以下为卖家选择提供的数据验证报告:
数据描述
iPhone 14 📱 🐦 Tweets [11 July - Sept 9 2022 - 144k English] 📱 🐦
Updated on Sept 9th Includes sent tweets after launch
Trying to do something useful and add a dataset here in Kaggle, and while there are over 90+ datasets for Elon, there's none yet for tweets about the upcoming iPhone 14. I'm interested in seeing what apple is up to this year, so I thought it could be interesting to deep dive into what people have been saying this month before the release, which was announced today by Apple. It will happen on September 7th.

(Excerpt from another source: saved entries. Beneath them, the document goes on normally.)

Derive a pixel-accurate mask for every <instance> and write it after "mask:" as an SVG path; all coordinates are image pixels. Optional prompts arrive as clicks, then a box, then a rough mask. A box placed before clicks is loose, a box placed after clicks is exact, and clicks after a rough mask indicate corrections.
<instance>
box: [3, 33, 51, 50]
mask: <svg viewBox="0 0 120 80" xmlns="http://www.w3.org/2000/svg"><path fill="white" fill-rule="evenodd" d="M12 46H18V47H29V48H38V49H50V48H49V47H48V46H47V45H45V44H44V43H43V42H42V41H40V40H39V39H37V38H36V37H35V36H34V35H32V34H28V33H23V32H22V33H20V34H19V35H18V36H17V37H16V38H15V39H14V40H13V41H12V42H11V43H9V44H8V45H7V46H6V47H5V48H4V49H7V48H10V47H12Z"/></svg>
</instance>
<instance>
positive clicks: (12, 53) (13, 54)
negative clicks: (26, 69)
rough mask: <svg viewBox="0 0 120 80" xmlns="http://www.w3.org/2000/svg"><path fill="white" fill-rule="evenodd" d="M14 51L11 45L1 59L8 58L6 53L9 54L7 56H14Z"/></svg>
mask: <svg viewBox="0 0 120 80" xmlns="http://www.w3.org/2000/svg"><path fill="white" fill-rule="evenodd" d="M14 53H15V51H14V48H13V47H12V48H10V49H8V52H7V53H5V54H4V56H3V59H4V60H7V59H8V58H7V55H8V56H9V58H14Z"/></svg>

The dataset has 144k tweets created between July 11th and Sept 9th. Tweets are in English. As the new iPhone was just announced, I plan on updating the dataset to include newer examples and maybe a few older ones to increase the number of samples in the dataset, at least until the first week of launch.
Columns Description
- date_time - Date and Time tweet was sent
- username - Username that sent the tweet
- user_location - Location entered in the account location info on Twitter
- user_description - Text added to "about" in account
- verified - If the user has the "verified by Twitter" blue tick
- followers_count - Number of Followers
- following_count - Number of accounts followed by the person who sent the tweet
- tweet_like_count - How many people liked the tweet
- tweet_retweet_count - How many people retweeted the tweet
- tweet_reply_count - How many people replied to that tweet
- source - Where was the tweet sent from. The link has info if using iPhone, Android and others
- tweet_text - Text sent in the tweet
Data and Utilization
Data was scrapped from Twitter and uploaded as is, no further process to data cleaning was performed, but the data from the tweets are in very good shape. I'd maybe recommend separating data and time and finding a way to change the source from links to the device name or website, depending on what you are interested in using the data for.
Usage suggestions - Data can be used to perform sentiment analysis, look at the geographical distribution, trends, spam x ham identification, and others.